When Aspen, Denver and Boulder started passing laws gay rights laws granting same-sex couples tax and health benefits, the bigots at Colorado for Family Values drafted Amendment 2, a Colorado state constitutional amendment that would have prevented any government recognition of homosexuals as a protected class.
RULING: The court ruled 6-3 that Colorado’s Amendment 2 was unconstitutional, concluding Colorado’s anti-discrimination laws do not confer any “special rights” to homosexual citizens but merely extend to them the same rights afforded everyone else. In his decision, Justice Kennedy wrote, “[Amendment 2] is at once too narrow and too broad. It identifies persons by a single trait and then denies them protection across the board. [It] seems inexplicable by anything but animus toward the class that it affects; it lacks a rational relationship to legitimate state interests.”
WHAT STEVENS DID: Stevens voted with the majority in this case, which laid the groundwork for Lawrence vs. Texas, the case that overturned sodomy laws nationwide. The triumph of gay rights in this case also laid the groundwork for upcoming court cases, by helping determine when LGBTs are targeted as a class to legislative prejudice.

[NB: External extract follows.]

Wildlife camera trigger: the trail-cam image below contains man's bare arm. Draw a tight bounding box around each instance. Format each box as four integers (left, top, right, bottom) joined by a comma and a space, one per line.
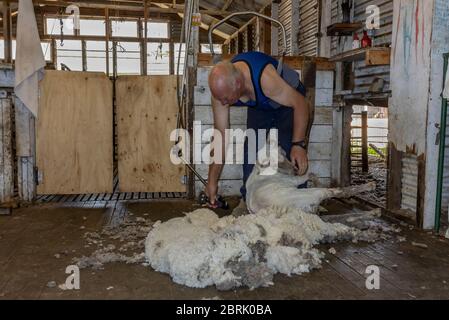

WHY IT MATTERS TODAY: There was a troubling post-script to this case. In 1993, Cincinnati, Ohio passed Ballot Issue 3, a city charter amendment forbidding the adoption or enforcement of civil rights ordinances based on sexual orientation. The Supreme Court refused to hear a case about it and the prejudicial ballot stood until Cincinnati voters overturned it in 2005. The ballot did untold damage to the finances and esteem of Cincinnati’s LGBT citizens during its 12 years. Until we get ENDA passed, any city or county government and private employers can continue to discriminate against us at will.